In Portogallo vince il centrodestra, ma non ha la maggioranza. La sorpresa è il Bloco d’Esquerda
Per gli exit poll la coalizione guidata dal Partito socialdemocratico avrebbe ottenuto il 39,2%, i socialisti il 31,7%. Il “Syriza portoghese” supera i comunisti leninisti del Cdu
AP
Gioia nel comitato elettorale del centrodestra
04/10/2015
FRANCESCO OLIVO
Il centrodestra vince le elezioni in Portogallo, ma farà fatica a governare. Dopo anni di austerità dalle urne esce un risultato che può sembrare sorprendente: il governo di António Passos Coelho viene premiato, o per lo meno non viene punito, per aver portato avanti politiche durissime di tagli. Secondo i primi exit poll delle televisione pubblica, la coalizione guidata dal Partito socialdemocratico (centrodestra) avrebbe ottenuto il 39,2%, risultato che non gli dà la maggioranza assoluta. I socialisti (centrosinistra) dell’ex sindaco di Lisbona António Costa si fermerebbero al 31,7%. La sorpresa è il Bloco d’Esquerda, formazione simile alla Syriza prima maniera, che con il 10%, supera i comunisti leninisti del Cdu (8%).
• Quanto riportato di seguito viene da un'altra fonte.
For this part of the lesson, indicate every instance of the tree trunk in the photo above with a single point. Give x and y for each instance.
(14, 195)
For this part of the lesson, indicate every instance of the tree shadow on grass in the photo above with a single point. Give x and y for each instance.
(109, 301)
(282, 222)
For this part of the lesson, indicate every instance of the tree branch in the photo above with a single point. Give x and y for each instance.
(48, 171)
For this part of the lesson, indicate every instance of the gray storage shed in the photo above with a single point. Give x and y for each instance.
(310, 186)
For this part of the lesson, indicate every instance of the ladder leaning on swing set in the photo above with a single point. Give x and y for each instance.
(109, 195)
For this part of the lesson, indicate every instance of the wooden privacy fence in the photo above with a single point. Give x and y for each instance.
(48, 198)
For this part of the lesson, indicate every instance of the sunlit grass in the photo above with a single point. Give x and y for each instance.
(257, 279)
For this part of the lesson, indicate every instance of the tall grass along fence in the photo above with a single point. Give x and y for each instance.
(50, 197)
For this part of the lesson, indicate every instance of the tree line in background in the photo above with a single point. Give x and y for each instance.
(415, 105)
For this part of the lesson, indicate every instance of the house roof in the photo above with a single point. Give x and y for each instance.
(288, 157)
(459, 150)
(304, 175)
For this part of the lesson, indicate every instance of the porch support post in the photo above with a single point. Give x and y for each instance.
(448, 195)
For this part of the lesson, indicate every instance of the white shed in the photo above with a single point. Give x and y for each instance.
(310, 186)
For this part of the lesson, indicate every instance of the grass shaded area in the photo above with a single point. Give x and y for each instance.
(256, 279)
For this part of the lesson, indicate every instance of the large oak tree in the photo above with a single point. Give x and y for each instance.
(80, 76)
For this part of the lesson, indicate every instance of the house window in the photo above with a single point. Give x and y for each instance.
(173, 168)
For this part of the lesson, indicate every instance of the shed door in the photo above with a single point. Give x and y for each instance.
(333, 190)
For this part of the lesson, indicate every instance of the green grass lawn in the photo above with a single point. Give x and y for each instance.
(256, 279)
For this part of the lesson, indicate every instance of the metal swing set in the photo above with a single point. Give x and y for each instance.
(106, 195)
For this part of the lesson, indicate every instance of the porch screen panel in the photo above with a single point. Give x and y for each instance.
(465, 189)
L’affluenza è stata un po’ più alta delle ultime elezioni, secondo le proiezioni, 62%. Si temeva molto per questo dato, visto che per la prima volta dal ritorno della democrazia il campionato di calcio non si è fermato per le elezioni. Una novità che ha generato molte polemiche, qualcuno ci ha visto una manovra del centrodestra, tradizionalmente favorito dall’astensionismo.
E’ stato il primo voto dopo il (drammatico) salvataggio del 2011. L’intervento della troika, ha significato politiche durissime di austerità, portate avanti dal governo di centrodestra. Nonostante misure lacrime e sangue, in Portogallo non sono nate formazioni nazionaliste, né movimenti populisti o di estrema destra, i partiti sono rimasti fondamentalmente gli stessi di sempre. Dopo anni di recessione, i dati economici sono migliorati, il Pil sopra la media europea, e del tasso di disoccupazione passato dal 17,5% del 2013 all’attuale 12,4. A preoccupare è il debito pubblico aumentato a dismisura fino a raggiungere il 128% del pil, il terzo in Europa dopo Grecia e Italia, una percentuale che lascia pensare che le politiche di tagli potrebbero andare avanti. Altro dato allarmante è l’emigrazione di tanti giovani, soprattutto tra i laureati, in campagna elettorale si è parlato molto di questo tema.